Addressing Social Security, which has been a centerpiece of this race, Reid gave a measured defense of the program, denying that there were shortfalls or that it needed to be revised.
"Don't frighten people about Social Security," Reid said, referring to the Angle campaign's claims that taxpayer funds have been removed from the Social Security "lock box" in order to fund unrelated legislation. "The deal that was made by President Reagan and Tip O'Neill is holding strong. The money is there and it's taking care of our folks and will for the next 35 years."
"Man up, Harry Reid," Angle replied. "You need to understand that we have a problem with Social Security. That problem was created by government taking money out of the Social Security trust fund."
The two candidates tussled over the Congressional Budget Office's estimates of the program's solvency, with Angle lobbing vague accusations that Reid voted to replace Social Security funds with "IOUs." In a departure from her calls during the primary for privatizing Social Security, she advocated for "personalizing" the system. When the moderator asked her to distinguish between the two approaches, she said that a "personalized" system could offer both public and private options.
Reid attempted to paint Angle as a fringe candidate, a tactic his campaign has been hammering for a while. "These ideas of my opponent are really extreme," Reid said of her Social Security stance. "Her facts are absolutely wrong."
When the moderator asked Reid why he waited until an election year to bring up border security in the Senate, Reid avoided the timing part of the question and instead touted the border security bill the Democrats passed in August. He stressed the need for comprehensive immigration reform, but Angle saw the issue in much simpler terms.
"What we have here is an illegal alien problem, and the solution is simple: secure the borders, enforce the laws. I think every state should have a sheriff like Joe Arpaio," she said, referring to the controversial Arizona sheriff who's been enforcing the state's new immigration law.

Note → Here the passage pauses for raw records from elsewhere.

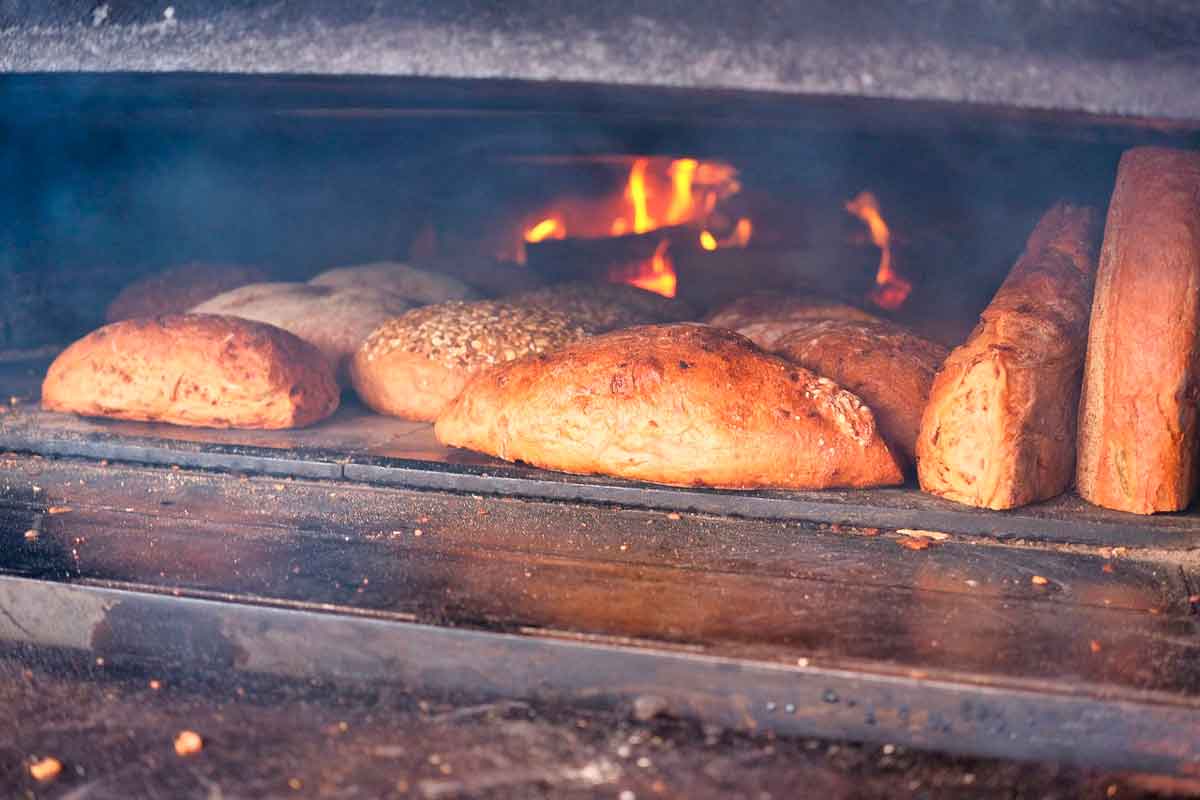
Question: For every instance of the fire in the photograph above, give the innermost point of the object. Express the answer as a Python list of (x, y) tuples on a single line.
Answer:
[(549, 228), (636, 194), (891, 289), (660, 277), (658, 193)]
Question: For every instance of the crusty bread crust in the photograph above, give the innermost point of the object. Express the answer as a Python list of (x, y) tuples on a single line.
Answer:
[(999, 431), (419, 287), (334, 319), (193, 370), (678, 404), (415, 364), (888, 366), (765, 318), (175, 290), (1138, 413)]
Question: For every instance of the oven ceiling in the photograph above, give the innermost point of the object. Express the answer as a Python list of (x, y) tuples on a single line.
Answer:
[(1138, 58)]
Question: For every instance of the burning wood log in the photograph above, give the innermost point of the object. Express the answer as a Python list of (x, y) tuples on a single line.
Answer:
[(706, 278)]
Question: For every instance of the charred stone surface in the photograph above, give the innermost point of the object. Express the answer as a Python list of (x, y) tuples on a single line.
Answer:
[(1107, 58)]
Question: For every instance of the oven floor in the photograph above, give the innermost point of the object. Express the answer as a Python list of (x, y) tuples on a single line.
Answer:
[(114, 735), (360, 446)]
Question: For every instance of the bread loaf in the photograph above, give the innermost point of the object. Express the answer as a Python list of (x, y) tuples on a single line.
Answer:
[(765, 318), (1138, 414), (889, 367), (679, 404), (215, 372), (175, 290), (415, 364), (999, 431), (418, 287), (334, 319), (606, 306)]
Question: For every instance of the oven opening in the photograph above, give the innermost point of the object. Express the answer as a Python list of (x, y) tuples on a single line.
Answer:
[(333, 533)]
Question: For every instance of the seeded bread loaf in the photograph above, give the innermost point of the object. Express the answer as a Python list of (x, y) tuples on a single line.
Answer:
[(412, 366), (175, 290), (334, 319), (205, 371), (418, 287), (678, 404), (999, 431), (765, 318), (606, 306), (888, 366), (1138, 414)]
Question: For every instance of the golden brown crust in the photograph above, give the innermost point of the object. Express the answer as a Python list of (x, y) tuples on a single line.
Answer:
[(415, 364), (888, 366), (606, 306), (193, 370), (419, 287), (334, 319), (175, 290), (999, 431), (1138, 413), (679, 404), (765, 318)]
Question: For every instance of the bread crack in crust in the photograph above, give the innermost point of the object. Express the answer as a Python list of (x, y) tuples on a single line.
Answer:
[(679, 404)]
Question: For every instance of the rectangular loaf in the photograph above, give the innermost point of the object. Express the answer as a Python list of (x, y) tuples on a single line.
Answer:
[(1138, 413), (999, 431)]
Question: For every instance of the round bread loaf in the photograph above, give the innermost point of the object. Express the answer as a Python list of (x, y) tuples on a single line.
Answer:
[(678, 404), (765, 318), (418, 287), (414, 365), (334, 319), (888, 366), (175, 290), (607, 306), (207, 371)]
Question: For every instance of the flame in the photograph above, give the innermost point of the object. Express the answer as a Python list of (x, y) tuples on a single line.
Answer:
[(658, 193), (891, 289), (636, 194), (549, 228), (682, 173), (660, 277)]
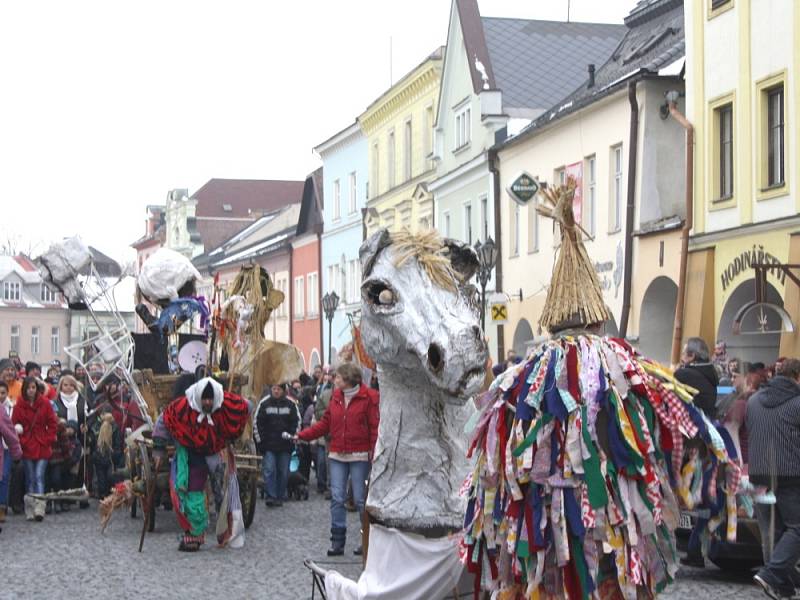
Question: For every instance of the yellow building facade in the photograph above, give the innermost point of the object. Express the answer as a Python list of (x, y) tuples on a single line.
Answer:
[(399, 131), (743, 95)]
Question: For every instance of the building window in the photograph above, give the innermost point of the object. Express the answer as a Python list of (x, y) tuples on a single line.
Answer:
[(47, 295), (390, 155), (15, 335), (463, 126), (34, 340), (353, 281), (353, 193), (299, 297), (337, 198), (11, 291), (484, 218), (775, 131), (313, 294), (615, 206), (724, 118), (407, 147), (375, 170), (468, 223), (429, 136), (590, 195), (533, 228)]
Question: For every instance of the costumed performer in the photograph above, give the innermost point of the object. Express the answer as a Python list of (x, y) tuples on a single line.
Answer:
[(201, 424)]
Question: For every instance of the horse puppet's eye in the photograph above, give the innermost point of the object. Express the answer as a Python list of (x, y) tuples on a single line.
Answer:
[(379, 294)]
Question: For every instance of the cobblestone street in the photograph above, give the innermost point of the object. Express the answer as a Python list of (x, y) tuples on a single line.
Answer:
[(269, 567)]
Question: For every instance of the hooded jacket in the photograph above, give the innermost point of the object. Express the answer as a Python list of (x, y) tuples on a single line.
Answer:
[(38, 427), (702, 377), (773, 426), (353, 427)]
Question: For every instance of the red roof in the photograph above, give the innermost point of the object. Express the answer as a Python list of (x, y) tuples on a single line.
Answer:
[(244, 197)]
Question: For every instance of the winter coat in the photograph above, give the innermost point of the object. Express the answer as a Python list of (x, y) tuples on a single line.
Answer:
[(702, 377), (61, 410), (353, 428), (9, 436), (39, 428), (274, 416), (773, 427)]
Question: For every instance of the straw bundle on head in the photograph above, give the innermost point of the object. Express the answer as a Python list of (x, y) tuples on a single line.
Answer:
[(255, 286), (574, 298), (431, 254)]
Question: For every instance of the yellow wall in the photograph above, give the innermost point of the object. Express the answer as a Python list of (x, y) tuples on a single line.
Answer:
[(411, 98), (646, 263)]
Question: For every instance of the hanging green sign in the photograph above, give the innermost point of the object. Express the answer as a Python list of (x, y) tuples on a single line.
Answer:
[(523, 188)]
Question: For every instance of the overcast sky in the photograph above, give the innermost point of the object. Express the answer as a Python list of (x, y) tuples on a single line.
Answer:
[(106, 105)]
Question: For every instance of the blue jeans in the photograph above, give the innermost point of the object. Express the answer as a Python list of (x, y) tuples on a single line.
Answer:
[(34, 475), (322, 468), (786, 554), (358, 472), (275, 469), (5, 478)]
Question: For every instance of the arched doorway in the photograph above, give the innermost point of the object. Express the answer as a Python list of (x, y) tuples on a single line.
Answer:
[(610, 328), (523, 337), (751, 347), (657, 319)]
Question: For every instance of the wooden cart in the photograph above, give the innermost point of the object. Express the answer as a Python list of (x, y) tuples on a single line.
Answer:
[(151, 479)]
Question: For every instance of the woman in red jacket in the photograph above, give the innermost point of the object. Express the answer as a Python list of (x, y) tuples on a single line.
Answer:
[(351, 420), (36, 425)]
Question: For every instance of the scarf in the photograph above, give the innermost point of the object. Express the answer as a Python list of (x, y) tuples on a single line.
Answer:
[(70, 401), (194, 396)]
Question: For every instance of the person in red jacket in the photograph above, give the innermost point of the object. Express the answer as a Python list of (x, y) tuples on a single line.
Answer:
[(351, 420), (36, 425)]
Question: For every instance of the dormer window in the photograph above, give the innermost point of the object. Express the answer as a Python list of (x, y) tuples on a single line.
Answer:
[(46, 295), (11, 291)]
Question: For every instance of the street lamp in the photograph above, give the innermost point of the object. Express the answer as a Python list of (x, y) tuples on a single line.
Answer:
[(487, 256), (329, 303)]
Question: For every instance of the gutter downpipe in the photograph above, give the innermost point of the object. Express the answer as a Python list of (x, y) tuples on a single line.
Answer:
[(492, 159), (687, 227), (630, 210)]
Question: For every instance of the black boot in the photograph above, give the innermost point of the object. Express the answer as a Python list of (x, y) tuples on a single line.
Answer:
[(338, 537)]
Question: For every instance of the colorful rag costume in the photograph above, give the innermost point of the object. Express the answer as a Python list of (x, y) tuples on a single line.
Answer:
[(579, 459), (199, 439)]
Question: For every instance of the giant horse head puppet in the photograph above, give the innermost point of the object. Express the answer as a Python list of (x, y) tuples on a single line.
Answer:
[(420, 326)]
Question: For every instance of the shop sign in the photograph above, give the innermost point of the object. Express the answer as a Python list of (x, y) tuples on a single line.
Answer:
[(744, 262), (523, 189), (609, 273)]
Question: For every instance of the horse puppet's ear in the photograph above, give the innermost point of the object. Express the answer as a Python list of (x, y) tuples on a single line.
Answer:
[(462, 258), (371, 248)]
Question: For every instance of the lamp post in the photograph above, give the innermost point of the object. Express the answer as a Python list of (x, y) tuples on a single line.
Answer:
[(487, 257), (329, 303)]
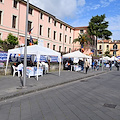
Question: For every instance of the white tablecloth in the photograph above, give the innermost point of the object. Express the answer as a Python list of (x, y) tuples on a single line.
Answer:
[(32, 71)]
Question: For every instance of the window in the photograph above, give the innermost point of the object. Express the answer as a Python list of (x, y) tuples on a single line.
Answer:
[(114, 53), (29, 25), (54, 23), (40, 29), (48, 45), (107, 46), (41, 15), (60, 25), (81, 31), (53, 47), (48, 32), (49, 19), (54, 37), (114, 46), (66, 28), (100, 47), (14, 21), (69, 50), (65, 49), (59, 48), (60, 36), (15, 2), (30, 10), (0, 17), (65, 38), (70, 40)]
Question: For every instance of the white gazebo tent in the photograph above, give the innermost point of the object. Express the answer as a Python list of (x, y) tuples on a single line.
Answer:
[(113, 58), (77, 54), (34, 50)]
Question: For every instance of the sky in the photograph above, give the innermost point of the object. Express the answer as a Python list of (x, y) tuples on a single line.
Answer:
[(78, 13)]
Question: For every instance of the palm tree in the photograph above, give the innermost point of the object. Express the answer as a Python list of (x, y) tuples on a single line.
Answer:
[(82, 39)]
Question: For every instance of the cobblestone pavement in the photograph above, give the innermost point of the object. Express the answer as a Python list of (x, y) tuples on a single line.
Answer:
[(11, 86), (93, 98)]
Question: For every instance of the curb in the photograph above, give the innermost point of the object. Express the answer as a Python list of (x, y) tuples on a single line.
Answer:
[(13, 95)]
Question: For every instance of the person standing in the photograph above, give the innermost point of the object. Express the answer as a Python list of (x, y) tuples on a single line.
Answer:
[(110, 65), (116, 64), (86, 65)]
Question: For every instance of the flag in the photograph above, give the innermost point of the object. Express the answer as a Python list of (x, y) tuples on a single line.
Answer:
[(30, 30), (31, 40), (92, 51)]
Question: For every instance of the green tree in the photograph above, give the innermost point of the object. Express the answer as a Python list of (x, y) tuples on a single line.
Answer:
[(98, 29), (9, 43)]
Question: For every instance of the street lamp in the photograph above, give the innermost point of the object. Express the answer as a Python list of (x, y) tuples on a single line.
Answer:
[(102, 54), (25, 49)]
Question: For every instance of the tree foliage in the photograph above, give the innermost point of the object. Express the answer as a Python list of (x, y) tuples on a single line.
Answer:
[(9, 43), (98, 28)]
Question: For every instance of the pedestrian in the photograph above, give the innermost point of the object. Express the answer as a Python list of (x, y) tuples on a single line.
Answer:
[(86, 65), (110, 65), (95, 65)]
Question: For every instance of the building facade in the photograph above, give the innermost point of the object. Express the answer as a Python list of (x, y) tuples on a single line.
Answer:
[(54, 33), (108, 45)]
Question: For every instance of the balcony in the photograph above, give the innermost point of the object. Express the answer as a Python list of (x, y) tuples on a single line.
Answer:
[(111, 49), (99, 49)]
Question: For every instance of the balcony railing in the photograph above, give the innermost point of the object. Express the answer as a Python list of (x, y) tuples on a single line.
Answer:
[(114, 49)]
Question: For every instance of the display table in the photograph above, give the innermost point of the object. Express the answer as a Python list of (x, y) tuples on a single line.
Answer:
[(75, 67), (32, 71)]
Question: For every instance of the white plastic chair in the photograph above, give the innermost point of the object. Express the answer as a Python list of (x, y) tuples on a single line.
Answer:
[(15, 70), (46, 67)]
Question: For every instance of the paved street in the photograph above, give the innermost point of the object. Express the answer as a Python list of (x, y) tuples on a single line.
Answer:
[(94, 98)]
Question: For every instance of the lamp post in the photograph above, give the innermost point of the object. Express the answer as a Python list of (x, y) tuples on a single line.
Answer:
[(102, 55), (25, 49)]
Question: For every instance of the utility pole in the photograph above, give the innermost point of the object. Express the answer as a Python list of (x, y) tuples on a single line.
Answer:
[(25, 48)]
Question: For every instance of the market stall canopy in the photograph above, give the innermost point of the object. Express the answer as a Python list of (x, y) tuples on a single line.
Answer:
[(105, 58), (34, 50), (76, 54), (113, 58)]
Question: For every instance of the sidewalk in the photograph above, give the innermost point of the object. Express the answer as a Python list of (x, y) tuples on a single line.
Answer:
[(11, 86)]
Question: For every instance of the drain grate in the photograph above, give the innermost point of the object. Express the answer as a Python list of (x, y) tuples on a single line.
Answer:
[(109, 105), (84, 81)]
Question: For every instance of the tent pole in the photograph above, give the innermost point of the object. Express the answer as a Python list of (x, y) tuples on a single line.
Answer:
[(59, 66), (25, 49), (7, 63)]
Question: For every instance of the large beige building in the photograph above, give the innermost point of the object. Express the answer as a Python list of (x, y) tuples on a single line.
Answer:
[(54, 33), (108, 45)]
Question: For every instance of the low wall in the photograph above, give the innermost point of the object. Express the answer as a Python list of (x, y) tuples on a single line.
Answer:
[(53, 67)]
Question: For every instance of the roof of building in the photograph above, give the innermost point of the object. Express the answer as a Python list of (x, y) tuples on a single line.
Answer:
[(104, 41), (52, 16)]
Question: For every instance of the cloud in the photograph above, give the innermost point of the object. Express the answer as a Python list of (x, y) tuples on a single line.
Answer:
[(81, 2), (106, 3), (59, 8)]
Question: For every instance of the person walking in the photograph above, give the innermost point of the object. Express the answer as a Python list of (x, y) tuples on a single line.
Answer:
[(86, 65), (110, 65), (116, 64)]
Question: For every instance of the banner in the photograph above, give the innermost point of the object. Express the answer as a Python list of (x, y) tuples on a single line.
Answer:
[(19, 58)]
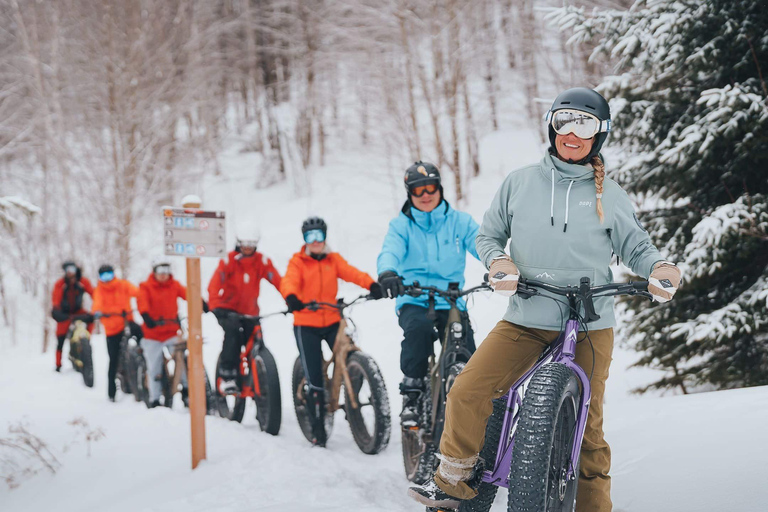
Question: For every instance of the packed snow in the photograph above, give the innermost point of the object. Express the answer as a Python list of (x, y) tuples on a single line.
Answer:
[(700, 453)]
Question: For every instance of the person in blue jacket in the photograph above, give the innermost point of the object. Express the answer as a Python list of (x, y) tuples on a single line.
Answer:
[(427, 242)]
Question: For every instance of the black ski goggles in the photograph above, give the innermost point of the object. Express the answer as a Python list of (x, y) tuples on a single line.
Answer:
[(420, 190), (581, 124)]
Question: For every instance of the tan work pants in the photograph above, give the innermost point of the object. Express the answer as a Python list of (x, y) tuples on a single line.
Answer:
[(506, 354)]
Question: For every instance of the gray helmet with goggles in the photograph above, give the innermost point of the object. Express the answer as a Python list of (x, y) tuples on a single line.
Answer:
[(422, 177), (583, 112)]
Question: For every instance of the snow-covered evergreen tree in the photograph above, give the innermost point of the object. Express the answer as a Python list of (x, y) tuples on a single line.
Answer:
[(690, 106)]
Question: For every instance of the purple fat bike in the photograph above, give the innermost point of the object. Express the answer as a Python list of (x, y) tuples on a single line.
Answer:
[(533, 438)]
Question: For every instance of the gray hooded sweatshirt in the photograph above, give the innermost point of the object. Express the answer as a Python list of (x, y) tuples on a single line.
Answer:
[(565, 242)]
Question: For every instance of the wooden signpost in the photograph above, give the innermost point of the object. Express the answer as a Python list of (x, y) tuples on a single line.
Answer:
[(194, 234)]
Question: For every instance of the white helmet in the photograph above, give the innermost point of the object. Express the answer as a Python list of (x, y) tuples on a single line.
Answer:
[(161, 261), (248, 235)]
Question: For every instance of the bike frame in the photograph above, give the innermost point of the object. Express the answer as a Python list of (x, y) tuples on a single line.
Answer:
[(562, 351), (246, 367)]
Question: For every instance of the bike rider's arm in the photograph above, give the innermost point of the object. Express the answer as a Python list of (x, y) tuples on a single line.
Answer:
[(471, 229), (351, 274), (270, 273), (629, 239), (494, 233), (394, 248)]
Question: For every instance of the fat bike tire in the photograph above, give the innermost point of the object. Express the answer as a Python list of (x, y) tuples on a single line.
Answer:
[(543, 443), (300, 404), (370, 422), (269, 408)]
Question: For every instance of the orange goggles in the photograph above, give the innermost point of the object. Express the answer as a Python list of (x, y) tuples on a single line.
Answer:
[(420, 190)]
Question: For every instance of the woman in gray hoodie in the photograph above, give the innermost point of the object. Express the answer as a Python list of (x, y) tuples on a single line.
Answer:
[(590, 218)]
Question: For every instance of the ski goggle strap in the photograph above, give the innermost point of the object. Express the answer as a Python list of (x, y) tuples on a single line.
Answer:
[(420, 190), (106, 277), (163, 269), (314, 235), (581, 124)]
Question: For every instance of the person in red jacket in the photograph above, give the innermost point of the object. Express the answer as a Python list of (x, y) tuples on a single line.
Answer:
[(112, 306), (234, 291), (313, 275), (68, 302), (158, 306)]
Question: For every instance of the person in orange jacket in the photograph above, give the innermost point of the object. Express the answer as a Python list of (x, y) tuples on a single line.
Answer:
[(233, 291), (68, 302), (112, 306), (313, 275), (158, 306)]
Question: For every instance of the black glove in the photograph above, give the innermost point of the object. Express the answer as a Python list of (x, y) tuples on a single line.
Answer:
[(391, 284), (294, 304), (59, 315), (148, 321), (376, 291)]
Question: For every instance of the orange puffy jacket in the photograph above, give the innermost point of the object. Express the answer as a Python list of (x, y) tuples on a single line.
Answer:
[(114, 298), (311, 279), (237, 282), (69, 300), (158, 300)]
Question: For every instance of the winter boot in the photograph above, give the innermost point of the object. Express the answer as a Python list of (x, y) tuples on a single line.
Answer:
[(411, 390), (316, 409), (432, 495), (227, 382)]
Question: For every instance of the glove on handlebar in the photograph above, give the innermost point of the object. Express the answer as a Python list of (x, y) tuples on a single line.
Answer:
[(377, 292), (294, 304), (391, 284), (503, 276), (664, 281)]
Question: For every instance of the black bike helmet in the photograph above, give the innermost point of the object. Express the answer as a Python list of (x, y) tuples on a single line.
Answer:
[(422, 173), (106, 268), (314, 223), (584, 100)]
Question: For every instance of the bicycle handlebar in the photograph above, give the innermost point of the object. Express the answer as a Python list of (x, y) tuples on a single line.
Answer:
[(415, 290), (340, 304)]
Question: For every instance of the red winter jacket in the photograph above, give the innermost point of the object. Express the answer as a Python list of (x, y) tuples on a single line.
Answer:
[(114, 299), (236, 283), (159, 301), (69, 300)]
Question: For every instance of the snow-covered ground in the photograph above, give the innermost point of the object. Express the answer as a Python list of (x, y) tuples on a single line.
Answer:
[(678, 453)]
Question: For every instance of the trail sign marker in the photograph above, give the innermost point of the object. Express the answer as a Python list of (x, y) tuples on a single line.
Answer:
[(194, 233)]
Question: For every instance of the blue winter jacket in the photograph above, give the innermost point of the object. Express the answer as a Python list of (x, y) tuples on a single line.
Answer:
[(429, 248)]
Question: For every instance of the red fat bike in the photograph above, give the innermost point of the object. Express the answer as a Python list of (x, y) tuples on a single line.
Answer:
[(257, 379)]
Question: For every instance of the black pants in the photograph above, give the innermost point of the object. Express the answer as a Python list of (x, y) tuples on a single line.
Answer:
[(419, 337), (237, 330), (113, 348), (309, 341), (60, 342)]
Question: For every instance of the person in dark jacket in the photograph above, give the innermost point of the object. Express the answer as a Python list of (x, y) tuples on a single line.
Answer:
[(67, 302)]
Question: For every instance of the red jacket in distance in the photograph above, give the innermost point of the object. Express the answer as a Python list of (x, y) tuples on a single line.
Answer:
[(159, 301), (69, 300), (236, 283), (311, 279), (114, 298)]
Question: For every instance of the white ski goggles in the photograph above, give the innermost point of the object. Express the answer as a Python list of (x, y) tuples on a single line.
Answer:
[(581, 124)]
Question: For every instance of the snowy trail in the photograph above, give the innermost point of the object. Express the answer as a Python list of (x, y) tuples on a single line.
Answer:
[(680, 453)]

Asked about the Bush tax cuts, Angle said that she wants to extend them permanently before quickly veering into an ambiguously related attack on Reid's personal finances. "You came from Searchlight to the Senate with very little," Angle said. "Now you're one of the richest men in the U.S. Senate. On behalf of Nevada taxpayers, I'd like to know, we'd like to know, how did you become so wealthy on a government payroll?"
Reid, as annoyed as his softspoken, monotone demeanor allows, called the question a "low blow" and explained, "I think most everyone knows, I was a very successful lawyer, I did a very good job in investing. I've been on a fixed income since I went to Washington, I lived off what I made in the private sector, I put my five kids through 100 semesters of school, and I paid for every penny of it. So her suggestion that I made money being a senator is simply false."
Nevada journalist Jon Ralston declared that "Sharron Angle won The Big Debate," mostly by appearing "relatively credible" and because Reid was not on his game. The debate may not have much of an effect on the race, though, since most Nevadans have already made up their minds. October polls show that only 0 to 4 percent of likely voters are undecided.
Chris Good floated the possibility yesterday that a ballot initiative to eliminate direct elections of state Supreme Court justices could increase turnout of Angle supporters, whose general ideology seems to suggest they would oppose the initiative. In such a closely a tied race, any minor effect on turnout could end up making more of a difference than a lackluster debate.